Intensity fluctuations in bimodal micropillar lasers enhanced by quantum-dot gain competition

TL;DR

This paper studies intensity fluctuations and mode competition in a bimodal micropillar laser with quantum-dot gain, revealing anti-correlated mode behavior and switching dynamics through experiments and theoretical modeling.

Contribution

It provides a combined experimental and theoretical analysis of mode competition and intensity fluctuations in bimodal quantum-dot micropillar lasers, extending existing models to two interacting modes.

Findings

Photon bunching and anti-correlation between modes.

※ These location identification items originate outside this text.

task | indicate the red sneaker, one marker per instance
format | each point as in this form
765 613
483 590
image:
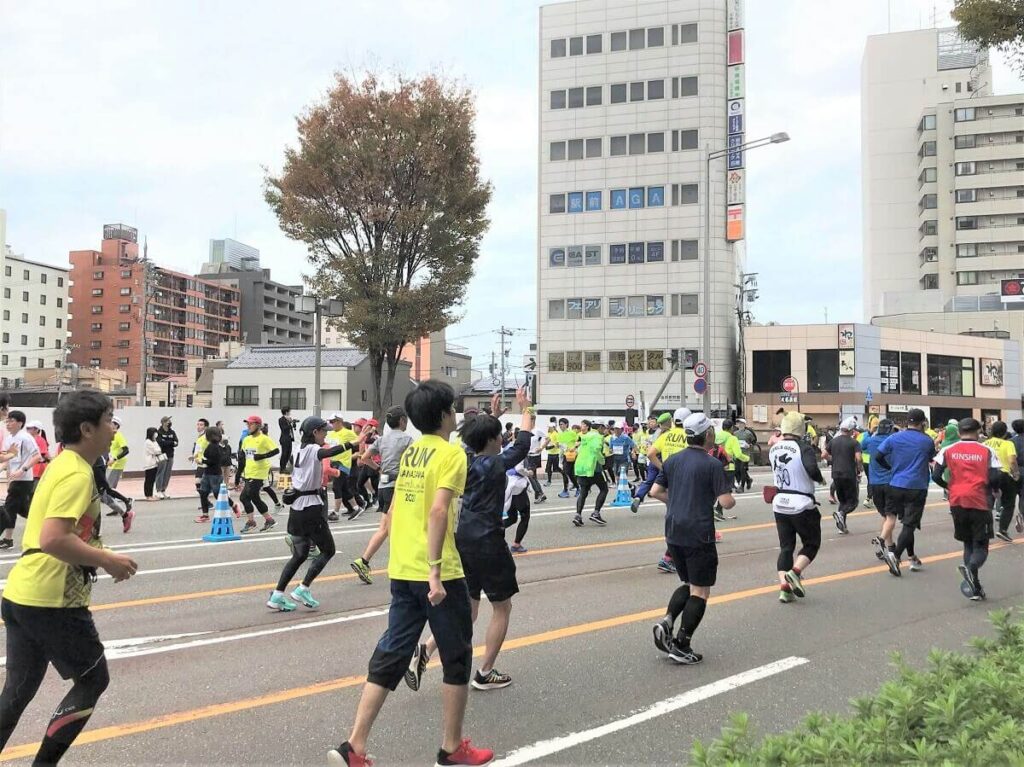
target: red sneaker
465 754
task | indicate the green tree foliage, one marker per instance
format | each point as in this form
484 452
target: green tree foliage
993 24
384 187
962 710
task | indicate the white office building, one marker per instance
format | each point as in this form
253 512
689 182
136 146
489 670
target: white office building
943 186
33 313
632 95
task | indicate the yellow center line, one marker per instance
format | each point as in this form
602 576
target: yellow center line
232 707
229 591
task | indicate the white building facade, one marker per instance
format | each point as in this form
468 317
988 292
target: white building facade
632 96
943 186
33 313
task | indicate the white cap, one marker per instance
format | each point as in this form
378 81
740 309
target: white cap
697 424
681 415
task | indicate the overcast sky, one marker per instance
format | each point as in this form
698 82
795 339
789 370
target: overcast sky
162 116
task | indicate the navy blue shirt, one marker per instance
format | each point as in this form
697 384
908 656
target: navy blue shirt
483 500
908 453
694 481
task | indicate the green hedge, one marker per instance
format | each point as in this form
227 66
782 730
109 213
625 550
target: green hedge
962 710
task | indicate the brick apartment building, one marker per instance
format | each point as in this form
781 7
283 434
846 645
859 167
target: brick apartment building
185 316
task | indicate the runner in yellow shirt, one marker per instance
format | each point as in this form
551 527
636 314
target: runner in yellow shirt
45 605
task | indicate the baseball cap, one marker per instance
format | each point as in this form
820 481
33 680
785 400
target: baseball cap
794 423
696 424
915 416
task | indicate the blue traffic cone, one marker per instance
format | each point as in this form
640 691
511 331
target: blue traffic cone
222 527
623 495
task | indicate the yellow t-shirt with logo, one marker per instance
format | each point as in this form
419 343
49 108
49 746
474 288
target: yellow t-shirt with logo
428 464
671 442
1005 451
255 444
67 491
341 436
117 444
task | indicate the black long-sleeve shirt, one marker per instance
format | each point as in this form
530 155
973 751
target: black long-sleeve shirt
483 500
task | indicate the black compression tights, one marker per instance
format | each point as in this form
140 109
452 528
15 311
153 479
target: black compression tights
70 717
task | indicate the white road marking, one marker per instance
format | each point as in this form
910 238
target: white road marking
119 653
544 749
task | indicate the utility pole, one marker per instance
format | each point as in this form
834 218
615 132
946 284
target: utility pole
142 313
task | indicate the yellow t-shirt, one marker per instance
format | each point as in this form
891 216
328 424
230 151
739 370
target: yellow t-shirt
428 464
119 443
671 441
255 444
341 436
1004 450
67 491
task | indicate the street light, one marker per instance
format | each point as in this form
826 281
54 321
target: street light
709 156
320 308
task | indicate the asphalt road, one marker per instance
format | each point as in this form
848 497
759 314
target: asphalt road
203 673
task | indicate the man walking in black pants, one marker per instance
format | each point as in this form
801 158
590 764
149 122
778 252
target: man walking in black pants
844 452
690 482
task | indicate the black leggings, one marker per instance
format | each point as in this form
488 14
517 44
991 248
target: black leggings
28 657
307 526
250 497
148 481
585 484
807 524
519 511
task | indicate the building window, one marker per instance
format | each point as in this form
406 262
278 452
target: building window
687 33
822 370
950 376
294 398
684 304
967 278
684 250
242 395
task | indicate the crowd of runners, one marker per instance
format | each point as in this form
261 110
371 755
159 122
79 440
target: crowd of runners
445 502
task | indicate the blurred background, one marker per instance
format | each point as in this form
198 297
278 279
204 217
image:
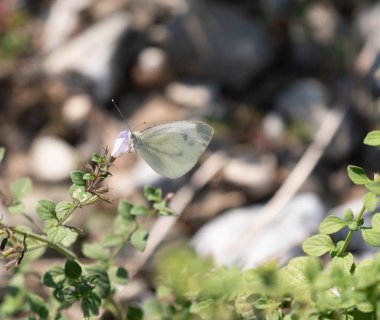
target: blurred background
265 74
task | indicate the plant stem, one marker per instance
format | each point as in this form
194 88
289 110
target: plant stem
350 234
61 249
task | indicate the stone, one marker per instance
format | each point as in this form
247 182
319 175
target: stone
51 159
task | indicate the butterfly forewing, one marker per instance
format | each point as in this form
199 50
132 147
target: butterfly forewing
173 148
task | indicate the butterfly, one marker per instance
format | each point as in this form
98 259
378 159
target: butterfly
171 149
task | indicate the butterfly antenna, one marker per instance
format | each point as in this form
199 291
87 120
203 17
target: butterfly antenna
117 108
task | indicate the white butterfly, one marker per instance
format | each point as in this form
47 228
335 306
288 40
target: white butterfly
171 149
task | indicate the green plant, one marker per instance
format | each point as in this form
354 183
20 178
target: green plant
308 287
92 284
188 287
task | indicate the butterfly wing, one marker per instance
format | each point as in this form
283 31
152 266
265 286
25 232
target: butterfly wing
173 148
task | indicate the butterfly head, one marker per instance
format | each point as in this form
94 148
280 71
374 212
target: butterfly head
123 144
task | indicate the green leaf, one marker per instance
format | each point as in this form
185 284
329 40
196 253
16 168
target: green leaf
17 208
21 188
331 224
79 193
139 239
118 275
70 238
139 210
372 237
90 305
2 154
88 176
63 208
98 276
77 178
343 263
46 210
134 313
72 269
54 277
375 221
357 175
318 245
56 234
95 251
111 240
370 201
124 208
38 305
372 138
374 187
152 193
349 215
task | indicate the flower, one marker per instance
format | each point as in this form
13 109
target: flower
122 144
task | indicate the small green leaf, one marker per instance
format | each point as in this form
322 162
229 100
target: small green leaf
95 251
118 275
70 238
134 313
332 224
124 208
370 201
343 263
21 188
17 208
46 210
374 187
77 178
2 154
38 305
371 236
353 226
90 305
63 208
357 175
318 245
372 138
54 277
111 240
139 210
98 276
56 234
88 176
79 193
72 269
152 193
139 239
349 215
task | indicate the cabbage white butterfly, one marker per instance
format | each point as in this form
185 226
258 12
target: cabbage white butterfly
171 149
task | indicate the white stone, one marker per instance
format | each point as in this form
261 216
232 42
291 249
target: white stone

Mode switching behavior near threshold.

Qualitative agreement with microscopic semiconductor theory.

Abstract

We investigate correlations between orthogonally polarized cavity modes of a bimodal micropillar laser with a single layer of self-assembled quantum dots in the active region. While one emission mode of the microlaser demonstrates a characteristic s-shaped input-output curve, the output intensity of the second mode saturates and even decreases with increasing injection current above threshold. Measuring the photon auto-correlation function g^{(2)}(\tau) of the light emission confirms the onset of lasing in the first mode with g^{(2)}(0) approaching unity above threshold. In contrast, strong photon bunching associated with super-thermal values of g^{(2)}(0) is detected for the other mode for currents above threshold. This behavior is attributed to gain competition of the two modes induced by the common gain material, which is confirmed by photon crosscorrelation measurements revealing a clear anti-correlation between emission events of the two modes. The experimental studies are in excellent qualitative agreement with theoretical studies based on a microscopic semiconductor theory, which we extend to the case of two modes interacting with the common gain medium. Moreover, we treat the problem by an extended birth-death model for two interacting modes, which reveals, that the photon probability distribution of each mode has a double peak structure, indicating switching behavior of the modes for the pump rates around threshold.